Kuasa hukum Rita, Afan Rahmad, berusaha menghentikan eksekusi dengan alasan perkara masih dalam proses perlawanan eksekusi (partij verzet). Namun ketua panitera menolak menghentikan proses.
“Silakan sampaikan langsung ke kantor PN Bojonegoro, saya tidak bisa menghentikan eksekusi,” kata Slamet Suripta.
Seusai eksekusi, kuasa hukum Rita Afan Rahmad menilai tindakan pengadilan terlalu dipaksakan dan tidak bijak. Dia menilai pemberitahuan pelaksanaan eksekusi dilakukan secara mendadak, padahal sidang perlawanan masih berjalan.
“Mengingat acara sidang hari ini untuk perlawanan eksekusi masih pada agenda kesimpulan, belum final. Maka pemberitahuan eksekusi ini terlalu mepet, terlalu dipaksakan,” ujarnya.
Afan juga menyoroti fakta Rita Ariana adalah pegawai PN Bojonegoro, sehingga menurutnya pengadilan seharusnya bersikap lebih bijak.
“Yang berhadapan saat ini pengadilan dengan orang pengadilan. Jadi saya harap Ketua PN Bojonegoro bisa mengambil sikap yang lebih arif,” ucapnya.

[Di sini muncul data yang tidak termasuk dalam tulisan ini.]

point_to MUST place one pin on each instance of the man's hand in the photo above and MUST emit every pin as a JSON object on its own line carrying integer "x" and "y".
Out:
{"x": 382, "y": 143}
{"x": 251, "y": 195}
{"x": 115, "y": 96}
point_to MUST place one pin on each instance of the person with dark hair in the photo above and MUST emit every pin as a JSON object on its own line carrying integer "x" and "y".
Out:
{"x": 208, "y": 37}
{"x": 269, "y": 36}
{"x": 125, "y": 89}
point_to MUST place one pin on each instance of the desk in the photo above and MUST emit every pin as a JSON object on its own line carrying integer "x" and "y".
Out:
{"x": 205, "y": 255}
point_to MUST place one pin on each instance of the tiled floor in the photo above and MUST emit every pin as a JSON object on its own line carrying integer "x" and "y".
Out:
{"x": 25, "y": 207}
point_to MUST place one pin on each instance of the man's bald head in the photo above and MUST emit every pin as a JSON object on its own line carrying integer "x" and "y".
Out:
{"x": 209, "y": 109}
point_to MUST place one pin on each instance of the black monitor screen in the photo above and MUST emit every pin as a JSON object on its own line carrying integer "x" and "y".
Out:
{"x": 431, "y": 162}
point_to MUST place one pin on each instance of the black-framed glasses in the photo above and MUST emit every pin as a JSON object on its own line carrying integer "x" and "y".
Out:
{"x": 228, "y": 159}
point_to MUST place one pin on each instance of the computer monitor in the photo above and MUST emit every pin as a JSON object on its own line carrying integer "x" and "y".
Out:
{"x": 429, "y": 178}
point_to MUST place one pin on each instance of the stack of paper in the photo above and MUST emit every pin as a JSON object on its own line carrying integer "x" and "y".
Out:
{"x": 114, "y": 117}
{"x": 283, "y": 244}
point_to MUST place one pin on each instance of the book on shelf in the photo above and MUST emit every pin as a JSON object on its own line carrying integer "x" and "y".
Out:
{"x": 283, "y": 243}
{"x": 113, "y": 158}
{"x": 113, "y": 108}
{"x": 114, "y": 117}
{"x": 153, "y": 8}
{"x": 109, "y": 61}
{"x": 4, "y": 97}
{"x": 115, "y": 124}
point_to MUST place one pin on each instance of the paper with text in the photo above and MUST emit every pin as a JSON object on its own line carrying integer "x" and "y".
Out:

Dia juga menyebut telah mengajukan permohonan penundaan eksekusi berdasarkan Pasal 195 ayat (6) HIR, yang memberi wewenang Ketua PN untuk menunda pelaksanaan eksekusi bila masih ada perlawanan hukum.
Dikonfirmasi terpisah, Humas PN Bojonegoro Hakim Hario Purwohantoro menegaskan bahwa eksekusi telah sesuai prosedur dan sah secara hukum.
“Terkait Pasal 195 ayat (6) HIR itu mengatur derden verzet atau perlawanan pihak ketiga. Sedangkan yang dilakukan tereksekusi adalah partij verzet, diatur dalam Pasal 207 HIR. Terlebih perkara ini sudah berkekuatan hukum tetap dan sudah ada pemenang lelang atas objek eksekusi,” katanya.
Sementara itu, pemohon eksekusi Bachroin, asal Mojokerto, mengaku sebenarnya tidak menginginkan kasus ini berakhir dengan pengosongan rumah.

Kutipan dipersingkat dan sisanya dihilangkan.